Misdiagnosis of monogenic diabetes has an impact both on glycemic control and on quality of life of affected individuals [1]. There is hope that, with improved accessibility of next generation sequencing (NGS), the number of patients correctly diagnosed with MODY will increase substantially; however, at this point in time, access to this high-throughput methodology is still limited [11]. Here, we propose new clinical criteria for preselection of patients initially diagnosed with either T1DM or T2DM for genetic testing for the identification of mutations in HNF1A. As there were some earlier reports suggesting that de novo MODY mutations might be more frequent than previously considered, we did not include family history as part of our criteria [12]. Of note, in our study, the HNF1A mutation-carrier identified among patients with a clinical diagnosis of T1DM was indeed negative for diabetes in his families. Interestingly, in a recent study involving patients with an initial diagnosis of T1DM, which used three traditional criteria (negative pancreatic autoantibodies, sustained endogenous insulin production, and strong family history of diabetes in multiple generations), only one of 58 patients was identified to be a HNF1A mutation-carrier [13].

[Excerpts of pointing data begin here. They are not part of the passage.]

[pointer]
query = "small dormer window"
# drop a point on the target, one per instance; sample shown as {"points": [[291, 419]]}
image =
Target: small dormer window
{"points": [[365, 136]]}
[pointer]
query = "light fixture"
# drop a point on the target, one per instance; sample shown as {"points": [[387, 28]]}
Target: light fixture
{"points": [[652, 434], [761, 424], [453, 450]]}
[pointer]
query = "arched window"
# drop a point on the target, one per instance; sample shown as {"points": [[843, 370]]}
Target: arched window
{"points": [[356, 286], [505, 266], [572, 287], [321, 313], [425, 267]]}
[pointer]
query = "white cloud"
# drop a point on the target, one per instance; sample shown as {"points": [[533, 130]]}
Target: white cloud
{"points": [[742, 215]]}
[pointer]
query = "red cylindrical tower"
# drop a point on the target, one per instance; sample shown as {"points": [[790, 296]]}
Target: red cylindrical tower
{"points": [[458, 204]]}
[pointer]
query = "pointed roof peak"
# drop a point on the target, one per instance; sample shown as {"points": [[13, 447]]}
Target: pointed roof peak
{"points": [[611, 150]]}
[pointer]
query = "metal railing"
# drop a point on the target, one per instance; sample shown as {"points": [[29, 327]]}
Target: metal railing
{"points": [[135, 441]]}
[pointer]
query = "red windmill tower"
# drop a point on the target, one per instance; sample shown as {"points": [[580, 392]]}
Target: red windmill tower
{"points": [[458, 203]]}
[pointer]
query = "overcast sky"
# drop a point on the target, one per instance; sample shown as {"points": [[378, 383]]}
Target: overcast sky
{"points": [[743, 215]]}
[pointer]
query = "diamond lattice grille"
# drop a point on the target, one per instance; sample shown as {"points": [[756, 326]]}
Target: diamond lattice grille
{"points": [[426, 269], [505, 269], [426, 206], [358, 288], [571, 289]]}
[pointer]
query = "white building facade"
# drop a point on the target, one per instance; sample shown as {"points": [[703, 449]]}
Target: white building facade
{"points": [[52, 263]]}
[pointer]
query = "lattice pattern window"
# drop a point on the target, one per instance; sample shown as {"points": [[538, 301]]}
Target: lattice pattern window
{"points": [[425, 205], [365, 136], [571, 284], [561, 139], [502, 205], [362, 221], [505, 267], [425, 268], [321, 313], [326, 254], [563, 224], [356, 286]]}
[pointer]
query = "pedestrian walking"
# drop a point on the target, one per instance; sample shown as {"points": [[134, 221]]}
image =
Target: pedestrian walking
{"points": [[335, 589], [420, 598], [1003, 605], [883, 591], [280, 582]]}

As for differential diagnosis between T2DM and HNF1A MODY, the success rate based on our proposed preselection criteria was relatively small (1 out of 11). This may mean that clinical criteria to identify HNF1A mutation-carriers should be probably more restrictive. Testing them would require much larger group of patients to come up with sufficient number of individuals meeting those narrow, more restrictive criteria.

In general, due to relatively small sample size, our study should be considered as a preliminary one. Furthermore, the assessment of diagnostic sensitivity and specificity of our criteria would require sequencing, preferentially NGS, to be performed in the entire initial cohort of T1DM and T2DM subjects.

5. Conclusions

We believe that criteria proposed in the present study might be useful for clinicians, as an alternative to classical criteria, to select T1DM and T2DM patients who should undergo molecular testing for mutations in HNF1A. Though our criteria show potential, further research and validation are required.

Conflict of Interests

The authors declare that there is no conflict of interests regarding the publication of this paper.